Improving reserves, but not overnight
With year-end approaching, OAG360® asked Smith if this technology would help the company maintain its reserves even at a lower price deck. Smith responded that it does help, but it is happening slowly.
“We’re not going to go from 19% to 31% overnight. The independent engineers need to see the injection wells change, they need more response, so it is baby steps that they’ll give you. Maybe 1-2% per year. For now, where we have injectors, they’re recognizing incremental recovery in the offset producers.”
“The common wisdom has been that you cannot waterflood tight rock because if you had a vertical well, and you wanted to inject water into that vertical well, the rock was so tight that you would have to push so hard that the injection water would fracture the injection well and the water would go straight from the injector to the producer,” said Smith. The company has worked around this by using horizontal, stage-fraced wells as injectors.
“Instead of having one, bull-head push, you have 15-20 injection points on the horizontal wells, which gives the water time to go through the matrix and push the oil towards an offsetting producer well,” Smith explained. Crescent Point uses its sliding-sleeve technology in conjunction with its horizontal injection wells in order to maximize their effect.
Water will follow the path of least resistance said Smith, so if only a handful of the injection points are receiving enough water, CPG can close part of the sleeve to push water elsewhere. “Not only has [sliding-sleeve technology] improved our primary completions, but what we’ll be able to do is open and close the injection ports. So if too much water is running into five ports, we can go and close the sleeve to make sure water is getting into the other ports.”
This is not the first time Crescent Point has brought an innovative strategy to production though, says Smith. “In 2009, we started doing cemented liners. We started telling the world we were doing cemented liners. Well, about two years ago, there was a story saying ‘here’s the new way, here’s the revolution: cemented liners.’ I took that to our completions department and they said, ‘Yep, that’s what we’ve been doing for four years already.’”
When asked if he thought the story would be the same for waterflooding, Smith said it was likely, but that he understood the hesitation to jump into a waterflooding program. “Companies have growth targets and they don’t want to convert a producing well into an injector, even for long-term value upside. They’re more quarterly driven, but I believe it’s the next wave.”
Near-term costs are likely the biggest factor keeping from more companies from following suit, said Smith. “There has been a very large push in the market for production growth … if I have a well that producing 20-50 barrels per day and decide to turn them into injectors, I’m losing production in the near-term.” A decision which the market is not always happy about, said Smith. The near-term loss is more than recovered over time by the shallowing of decline curves, however, said the COO.

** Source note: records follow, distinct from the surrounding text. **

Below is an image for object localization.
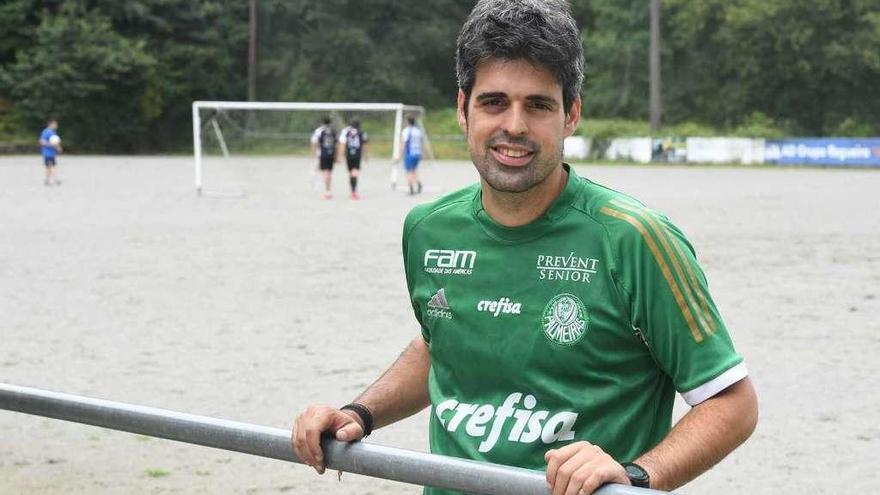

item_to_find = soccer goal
[192,101,432,196]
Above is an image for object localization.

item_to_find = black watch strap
[622,462,651,488]
[339,402,373,438]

“Will it work in a lot of the reservoirs in the States? They tend to be deeper, they tend to be tighter, but there’s only one way to find out: put some water in the ground. Measure and get data, and see if it works.”
Expanding the program
When asked about Crescent Point’s waterflood program outside the Viewfield, Smith said the company is seeing promising results elsewhere as well. “The Viewfield (in the southeast) is the second-largest oil field ever discovered in Western Canada. If you look to the southwest, we have the third-largest oil pool ever discovered in Western Canada, called the Shaunavon. We own 90% of that.”
“It’s a carbonate, and we are having better results than what we saw in the early days of the Viewfield. We were concerned because the rock is even tighter there, and it’s a thicker sector of pay with 10-12 million barrels of pay per section, [but] we’ve been seeing faster and more immediate response there than we saw in Viewfield.”
Smith also said that the company was looking to use waterfloods in its Uinta acreage in Utah as well.